Harrowing stories continue to make headlines in the aftermath of the disastrous fire in London’s Grenfell Tower.
The blaze reportedly killed at least 30 people and left dozens injured. More than 100 people are still missing, while the survivors are homeless, being shifted from one place to another after the deadly ordeal.
Among the people who lost their loved ones and all their belonging in the fire is a woman named Genet Shawo, who reportedly lost her five-year-old son, Isaac, in the Grenfell blaze. Shawo remembers her neighbors holding her little boy’s hand as she, along with her husband Paulos Petakle and her other three-year-old son Lucas, fled the fire.
But the neighbors couldn’t save Isaac.
Shawo explained how the corridor outside their flat at the 18th floor was filled with smoke when they opened the door to escape.
“I was helping my neighbor to put towels on his children, and started helping them down. I had put a wet towel already on Isaac,” she lamented. “My neighbor said he would hold him and bring him down. But when I got outside I realized Isaac wasn’t there. My neighbor said he had lost hold of him inside and couldn’t find him. It was so dark, you couldn’t see anything in the smoke.”
She claimed the firefighters told them to stay inside the building instead of evacuating right then.
“Lots of people escaped, but the firefighters said: ‘stay inside’,” the grieving mother told The Independent. “I don’t know the firefighters’ rules, I thought they might know how the building is built. Do they want people to burn alive?”
The distressed family, which reportedly stayed in the apartment for over an hour before finally deciding to escape, is also concerned about a suitable accommodation in north Kensington, where Lucas’ school is situated.
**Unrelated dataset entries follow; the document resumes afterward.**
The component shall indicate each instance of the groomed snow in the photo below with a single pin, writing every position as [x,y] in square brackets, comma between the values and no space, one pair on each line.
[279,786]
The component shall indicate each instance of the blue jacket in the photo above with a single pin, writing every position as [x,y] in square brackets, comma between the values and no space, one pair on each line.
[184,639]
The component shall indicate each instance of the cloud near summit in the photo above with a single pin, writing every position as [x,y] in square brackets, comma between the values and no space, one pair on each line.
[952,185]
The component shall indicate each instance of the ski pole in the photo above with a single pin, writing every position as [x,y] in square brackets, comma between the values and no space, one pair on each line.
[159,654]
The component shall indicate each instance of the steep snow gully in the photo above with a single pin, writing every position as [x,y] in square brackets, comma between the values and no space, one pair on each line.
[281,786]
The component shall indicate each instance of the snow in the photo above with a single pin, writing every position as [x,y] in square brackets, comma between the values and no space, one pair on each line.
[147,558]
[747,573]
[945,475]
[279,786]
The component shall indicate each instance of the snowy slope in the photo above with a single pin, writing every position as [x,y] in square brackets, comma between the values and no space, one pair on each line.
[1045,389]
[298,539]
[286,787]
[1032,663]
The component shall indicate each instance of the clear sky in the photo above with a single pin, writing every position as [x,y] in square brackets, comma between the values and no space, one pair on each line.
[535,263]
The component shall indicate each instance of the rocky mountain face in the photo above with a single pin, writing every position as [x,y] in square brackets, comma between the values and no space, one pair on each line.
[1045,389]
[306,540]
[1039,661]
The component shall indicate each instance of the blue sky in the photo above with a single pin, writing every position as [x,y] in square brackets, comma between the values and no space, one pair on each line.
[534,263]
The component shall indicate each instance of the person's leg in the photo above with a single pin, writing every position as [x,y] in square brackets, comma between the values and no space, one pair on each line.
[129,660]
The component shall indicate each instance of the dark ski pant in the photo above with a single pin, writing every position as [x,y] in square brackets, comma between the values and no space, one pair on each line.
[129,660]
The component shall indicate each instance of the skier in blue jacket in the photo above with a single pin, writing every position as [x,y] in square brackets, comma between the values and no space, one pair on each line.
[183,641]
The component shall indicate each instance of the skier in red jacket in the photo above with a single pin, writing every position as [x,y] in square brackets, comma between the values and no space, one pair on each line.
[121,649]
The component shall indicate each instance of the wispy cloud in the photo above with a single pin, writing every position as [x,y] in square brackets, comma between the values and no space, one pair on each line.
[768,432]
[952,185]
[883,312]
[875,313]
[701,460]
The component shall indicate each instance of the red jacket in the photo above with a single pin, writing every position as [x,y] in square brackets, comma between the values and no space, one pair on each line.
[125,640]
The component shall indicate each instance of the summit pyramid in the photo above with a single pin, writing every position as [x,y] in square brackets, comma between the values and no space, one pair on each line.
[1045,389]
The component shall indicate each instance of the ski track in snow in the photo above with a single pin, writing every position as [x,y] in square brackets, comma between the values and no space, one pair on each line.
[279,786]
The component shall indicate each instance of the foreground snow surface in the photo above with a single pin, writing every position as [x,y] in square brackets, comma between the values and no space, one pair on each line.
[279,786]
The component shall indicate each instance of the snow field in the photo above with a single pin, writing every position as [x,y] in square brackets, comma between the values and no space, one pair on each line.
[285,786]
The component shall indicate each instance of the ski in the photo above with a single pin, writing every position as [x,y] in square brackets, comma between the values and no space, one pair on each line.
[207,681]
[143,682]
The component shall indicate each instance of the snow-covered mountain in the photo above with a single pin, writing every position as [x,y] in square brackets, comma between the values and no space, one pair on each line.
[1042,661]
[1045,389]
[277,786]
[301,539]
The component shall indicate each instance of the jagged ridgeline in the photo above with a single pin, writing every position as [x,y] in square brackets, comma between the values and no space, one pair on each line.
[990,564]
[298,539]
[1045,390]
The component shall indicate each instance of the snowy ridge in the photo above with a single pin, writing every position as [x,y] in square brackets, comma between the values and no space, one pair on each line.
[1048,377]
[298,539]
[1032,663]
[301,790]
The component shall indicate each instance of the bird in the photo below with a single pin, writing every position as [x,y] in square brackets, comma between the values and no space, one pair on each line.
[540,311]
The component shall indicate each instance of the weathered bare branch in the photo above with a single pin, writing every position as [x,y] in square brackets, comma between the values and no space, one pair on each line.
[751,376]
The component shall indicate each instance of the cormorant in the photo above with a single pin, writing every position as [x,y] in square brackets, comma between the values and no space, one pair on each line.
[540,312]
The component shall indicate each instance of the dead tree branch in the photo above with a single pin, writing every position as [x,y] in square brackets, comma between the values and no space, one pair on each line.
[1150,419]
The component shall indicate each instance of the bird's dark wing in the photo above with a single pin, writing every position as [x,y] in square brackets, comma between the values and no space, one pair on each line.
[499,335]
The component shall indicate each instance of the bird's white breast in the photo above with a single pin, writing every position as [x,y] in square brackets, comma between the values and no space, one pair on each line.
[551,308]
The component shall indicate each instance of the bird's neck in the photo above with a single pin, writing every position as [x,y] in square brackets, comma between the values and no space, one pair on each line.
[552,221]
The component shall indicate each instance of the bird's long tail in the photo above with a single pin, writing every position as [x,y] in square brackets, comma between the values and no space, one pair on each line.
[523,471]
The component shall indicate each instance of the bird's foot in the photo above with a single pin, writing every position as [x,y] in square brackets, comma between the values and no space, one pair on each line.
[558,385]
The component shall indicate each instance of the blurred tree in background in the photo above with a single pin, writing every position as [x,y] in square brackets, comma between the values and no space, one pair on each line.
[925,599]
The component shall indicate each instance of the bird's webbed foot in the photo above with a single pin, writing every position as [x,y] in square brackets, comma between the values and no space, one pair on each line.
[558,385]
They were first moved to a hotel in the Ladbroke Grove station, the next day they were moved to another hotel in High Street Kensington.
Hopeless, Shawo vented out all her anger towards the government, claiming it hasn’t taken enough measures to solve the ordeal of these homeless victims.
“I need to be in one place, I can’t move every day. I don’t know how long I’ll be in the place I’m in tonight,” she questioned. "Where is the Government? We can't see them, where are they in this very bad time?"
U.K. Prime Minister Theresa May was criticized for meeting firefighters instead of the victims. To ease the criticism, May announced a $6 million support package for the victims, inside the St. Clemet’s church where she arrived with loads of security.
The church has already been supporting the victims with a handsome amount of donations since the fire.
During her visit, May was met with protests and public outrage. Angry crowds shouted, “coward” and “murderer” as she left the location without facing the public once again.
Since the blaze, Larry Castro, 60, who has lived in Grenfell Tower for 26 years, has also been staying in a hotel in Earl’s Court.
“I’m angry,” he said. “The fire spread so quickly, like they’d put gasoline on it. The Government, until now they have offered no support. They’ve given us £500. But that’s nothing. We can buy trousers. We said we’ll wait, but when will we know? When? They won’t give us an exact date.”
“[Theresa May’s visit] is not enough.”
Meanwhile, London Mayor Sadiq Khan wrote an open letter to the prime minister demanding her to confirm “as a matter of urgency” that everyone from Grenfell Tower and other evacuated properties “will be rehoused locally immediately".
The mayor also said the public could not "afford to wait years for the outcome" of the full public inquiry announced earlier in the week by the prime minister. He demanded a timeline on how long it would take to check existing buildings that are at risk of similar fires.